Preaching: Theological or Practical?

One of the most apparent dichotomies is that of theology vs. practicality in preaching. I love theology and have learned to see it as the very fuel of my worship; and being that I see expository exultation of God’s word as the pinnacle of communal worship, I find no means to separate theology and practicality in the sermon without inflicting serious harm to the Christian life.

In many of the Christian churches in my area, however, there is a pride in condemning the theologian who ‘lives in the clouds’. They remark that the theologian’s desire to grow in a deeper knowledge of God is combative to the Christian’s practical obedience and love to his neighbor.

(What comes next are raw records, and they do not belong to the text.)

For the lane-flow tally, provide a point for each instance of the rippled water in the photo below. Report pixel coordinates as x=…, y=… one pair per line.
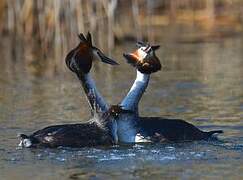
x=201, y=83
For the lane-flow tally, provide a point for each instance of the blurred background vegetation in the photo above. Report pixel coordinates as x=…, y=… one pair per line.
x=44, y=30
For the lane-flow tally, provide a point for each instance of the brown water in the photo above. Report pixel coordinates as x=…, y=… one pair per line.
x=201, y=83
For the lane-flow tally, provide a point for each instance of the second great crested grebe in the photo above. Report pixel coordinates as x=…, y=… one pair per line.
x=97, y=130
x=131, y=128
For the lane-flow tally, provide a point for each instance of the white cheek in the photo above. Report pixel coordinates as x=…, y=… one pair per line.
x=27, y=143
x=141, y=53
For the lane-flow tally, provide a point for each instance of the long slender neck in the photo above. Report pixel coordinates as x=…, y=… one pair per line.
x=96, y=101
x=130, y=102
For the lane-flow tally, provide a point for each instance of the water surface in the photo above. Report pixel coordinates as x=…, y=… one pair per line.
x=201, y=83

They ramble, “That time he spent studying is better spent loving people.” Therefore, they resolve doctrinal issues to be dealt with outside the pulpit. Nevertheless, since the pulpit drives the church, often times this resolution leads to more of a congregational neglect altogether. The congregation reasons, “If it is not important enough to be preached at the pulpit, why is it important at all?” Moreover, being that the Bible does put forth theological doctrine, preaching has become less about biblical exposition and more about novel catchphrases to rally ‘oohs and ahhs’ from the listeners. Now, I am all for ‘oohs and ahhs,’ but they ought to be resulting from an encounter with the infinite holiness and splendor of God, which are found in the theological underpinnings of Scripture.

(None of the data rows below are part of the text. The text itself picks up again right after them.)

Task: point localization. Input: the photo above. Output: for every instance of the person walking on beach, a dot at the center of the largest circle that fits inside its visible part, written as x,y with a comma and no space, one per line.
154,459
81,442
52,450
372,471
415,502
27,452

There is a balance to be sought. By no means am I suggesting that these churches are completely wrong in what they assert. Loving people is good and commanded of by God; we ought to do it. Therefore, let us not conduct a pendulum swing and turn church service into a lecture series on theological treatises (maybe let’s do this another day during the week?). We must approach the practical and theological together, something like Kapic’s anthroposensitive theology: “a refusal to divorce theological considerations from practical human application, since theological reflections are always interwoven with anthropological concerns” (Kapic, A Little Book for New Theologians, 47).

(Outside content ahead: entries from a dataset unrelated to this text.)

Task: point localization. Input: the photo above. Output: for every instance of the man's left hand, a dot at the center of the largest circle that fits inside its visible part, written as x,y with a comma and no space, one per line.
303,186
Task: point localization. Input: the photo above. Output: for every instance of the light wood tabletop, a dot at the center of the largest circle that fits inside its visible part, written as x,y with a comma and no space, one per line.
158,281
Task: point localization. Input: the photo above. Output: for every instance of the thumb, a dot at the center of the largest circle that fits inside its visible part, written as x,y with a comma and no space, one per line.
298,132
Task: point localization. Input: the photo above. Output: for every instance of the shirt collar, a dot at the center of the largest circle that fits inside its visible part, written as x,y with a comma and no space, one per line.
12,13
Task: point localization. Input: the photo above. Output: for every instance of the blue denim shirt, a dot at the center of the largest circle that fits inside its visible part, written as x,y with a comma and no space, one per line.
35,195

Simply put, I think that this dichotomy is resolved in Scripture. The Bible is a book of theology, but it does not permit the follower of Christ to merely fancy his brain in its teachings. For example, Paul in the book of Philippians seeks to urge believers to pursue unity through humility among the body of Christ (Phil. 1:27-2:4). But how does the apostle fortify this imperative? He motions the Philippians to glory in Christological indicatives – the truth of Christ’s humiliation, the Carmen Christi (Phil. 2:5-11). The apostle presents his practical imperatives by means of theological indicatives. The tension in our churches must be resolved by our preaching being centered on Scripture. If our preaching concentrates on expositing and exulting in Scripture, then we will not have to pick between theology and practicality; both will be presented to the congregation.


Fortunately, the second part of Kapic’s book is wholly devoted to resolving this tension between practical vs. theological. Therefore, as to promote this resolution in preaching, Kapic would simply apply those characteristics addressed in chapters 5-10 specifically to preaching. In order for preaching to promote an appropriate context for theology, it must consist in these characteristics:

  1. Preaching ought to promote a union of faith and reason, where “faith empowers rather than confines reason” (Kapic, 59).
  2. Preaching must be linked with personal experience via private communion with God; the preacher must walk his talk.
  3. Preaching must exude humility while being an “honest broker,” speaking “what is true, saying and believing hard things and living them out amid human brokenness” (Kapic, 77).
  4. Preaching must effort to give a full picture of God, His glorious grace, as to motion people to exert the same compassion to a broken world with the glory of God. It must mobilize. “Good theology is public theology” (Kapic, 89).
  5. Preaching must effort to produce relevant “gospel wisdom” through “living interaction with saints and believers” (John Owen quoted in Kapic, 101).
  6. Preaching must find its authority in the expository exultation of Scripture. Preaching is only “living and active” when it preaches the word of God (cf. 2 Tim. 3:16-17; Kapic, 114).

“If our theology does not quicken the conscience and soften the heart, it actually hardens both; if it does not encourage the commitment of faith, it reinforces the detachment of unbelief; if it fails to promote humility, it inevitably feeds pride.” (J. I. Packer, A Quest for Godliness: The Puritan Vision of the Christian Life, 15.)


One thought on “Preaching: Theological or Practical?

  1. I am glad you are musing on this. Personally, I think the problem arises from the mindset evident in your title, “Theological or Practical?” Theology is not one or the other. It is both. Theology that does not lend to good practice either in love to God or love to neighbor is not good theology. Theology is at its essence relational and practical. We need to know God before we can relate to Him. We need to know why we need Jesus before we can repent. We need to know Jesus and what He did on the cross before we can come to Him in faith. But the point of the knowledge of God is to love Him. Theology today is defined as “the study of the knowledge of God.” It was not always that way. Jonathan Edwards defined theology as living to God by Christ. That is very different. That is right out of the thought of Peter Van Mastricht William Ames, William Perkins, and Peter Ramus Turettin said that theology was both theoretical and practical but more practical than theoretical. We would do well to get back to that thinking I think.